Yep, how to use a PowerBook LCD for anything other than running off the the controller on that particular LCD's connector...
I'm not sure what you're hoping for here, Trash. The part in question from the TAM is just an early (and clunky) implementation of exactly what the answer to that question has always been, IE, you need a VGA->to->LCD converter board, usually called a "controller". It does exactly what those $40-off-eBay-from-China controller boards do except it's designed around the quirks of a particular mid-nineties LCD (rather than configurable for any arbitrary number of LCDs) and undoubtedly requires umpteen-times the components and board real estate to do the job.

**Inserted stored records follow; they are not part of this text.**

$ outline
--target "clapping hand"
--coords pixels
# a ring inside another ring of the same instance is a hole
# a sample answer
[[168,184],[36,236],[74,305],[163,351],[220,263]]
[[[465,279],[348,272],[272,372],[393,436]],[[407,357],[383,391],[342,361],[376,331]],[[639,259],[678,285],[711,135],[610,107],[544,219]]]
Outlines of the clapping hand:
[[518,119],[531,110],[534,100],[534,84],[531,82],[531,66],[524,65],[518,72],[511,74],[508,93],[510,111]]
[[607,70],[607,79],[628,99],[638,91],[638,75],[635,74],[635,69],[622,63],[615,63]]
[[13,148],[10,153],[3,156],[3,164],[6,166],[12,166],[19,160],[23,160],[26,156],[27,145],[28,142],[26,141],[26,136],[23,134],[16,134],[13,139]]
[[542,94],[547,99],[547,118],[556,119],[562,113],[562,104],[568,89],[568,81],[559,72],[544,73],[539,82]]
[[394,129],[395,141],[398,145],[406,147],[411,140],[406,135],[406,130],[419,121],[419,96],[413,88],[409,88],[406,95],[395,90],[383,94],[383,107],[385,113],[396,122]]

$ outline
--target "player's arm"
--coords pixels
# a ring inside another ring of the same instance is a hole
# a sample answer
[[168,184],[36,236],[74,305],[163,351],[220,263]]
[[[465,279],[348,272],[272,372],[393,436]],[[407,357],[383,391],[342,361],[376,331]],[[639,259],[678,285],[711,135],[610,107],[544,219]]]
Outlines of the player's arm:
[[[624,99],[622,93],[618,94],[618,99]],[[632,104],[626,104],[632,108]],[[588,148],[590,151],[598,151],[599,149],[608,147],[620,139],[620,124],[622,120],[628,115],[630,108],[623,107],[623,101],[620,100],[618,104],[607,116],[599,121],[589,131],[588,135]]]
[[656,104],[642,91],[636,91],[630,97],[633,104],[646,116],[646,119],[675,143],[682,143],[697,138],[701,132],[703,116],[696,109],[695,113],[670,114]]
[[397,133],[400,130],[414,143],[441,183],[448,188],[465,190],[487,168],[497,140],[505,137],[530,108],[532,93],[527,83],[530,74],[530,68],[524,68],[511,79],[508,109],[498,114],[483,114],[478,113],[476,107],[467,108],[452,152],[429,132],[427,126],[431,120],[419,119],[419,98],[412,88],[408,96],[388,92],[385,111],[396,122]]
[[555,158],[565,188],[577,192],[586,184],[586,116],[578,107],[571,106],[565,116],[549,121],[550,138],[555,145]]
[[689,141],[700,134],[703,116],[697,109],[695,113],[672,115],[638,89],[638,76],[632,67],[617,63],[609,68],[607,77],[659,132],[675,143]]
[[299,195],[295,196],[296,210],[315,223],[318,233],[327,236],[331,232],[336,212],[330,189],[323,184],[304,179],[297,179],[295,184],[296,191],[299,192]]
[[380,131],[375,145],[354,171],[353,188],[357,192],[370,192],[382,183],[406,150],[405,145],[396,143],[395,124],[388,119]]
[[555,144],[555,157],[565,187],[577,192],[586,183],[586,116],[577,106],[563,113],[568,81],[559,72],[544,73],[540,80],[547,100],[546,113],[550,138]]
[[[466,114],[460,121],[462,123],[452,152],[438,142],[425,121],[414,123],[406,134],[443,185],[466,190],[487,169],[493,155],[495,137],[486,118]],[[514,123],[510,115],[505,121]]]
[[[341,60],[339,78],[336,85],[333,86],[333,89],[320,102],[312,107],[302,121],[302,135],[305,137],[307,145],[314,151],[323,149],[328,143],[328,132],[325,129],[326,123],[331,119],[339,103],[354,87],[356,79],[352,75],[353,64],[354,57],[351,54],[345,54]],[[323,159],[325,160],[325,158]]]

If your idea is that it's somehow simple enough (due to its age) for a hobbyist to "clone" out of household materials on his workbench, well, I doubt it. Not having seen the board in question I'd venture that at the very least it uses an oddball unobtanium surface-mount ASIC or two. And here's the really salient point about "homebuilding" an LCD controller: Even lowly bog-standard VGA, 640x480@60hz, has a pixel clock of about 25Mhz. Go up to 800x600 you're looking at 40Mhz. XGA, 65Mhz. At its very simplest the heart of an LCD controller is three analog-to-digital converters which, again, need to run at *at least* 25Mhz and more practically *much* faster. (And of course on a "real" implementation the ADCs are just one step.) Designing something that performs well at speeds like that is *not trivial*, and it's highly unlikely you'll undercut the cost of "$40 from China" building it at home even if you're capable of doing it.
But, hey, if you really want to try the mountain is there waiting to be climbed. All above said it probably *can* be done in an appropriate FPGA, but... again, what would that have to do with the TAM board?
Kind of like changing the startup sounds and icons in the Mac's ROM . . .
Conflating the degree-of-difficulty level of burning a custom ROM with that of a from-scratch high-speed analog/digital conversion board construction project is a little... silly. (I'm not trivializing the level of work that went into figuring out what needed to be "hacked" in the Macintosh ROM by saying this, but when it comes to physical implementation burning a ROM is a lot simpler than building an LCD controller.)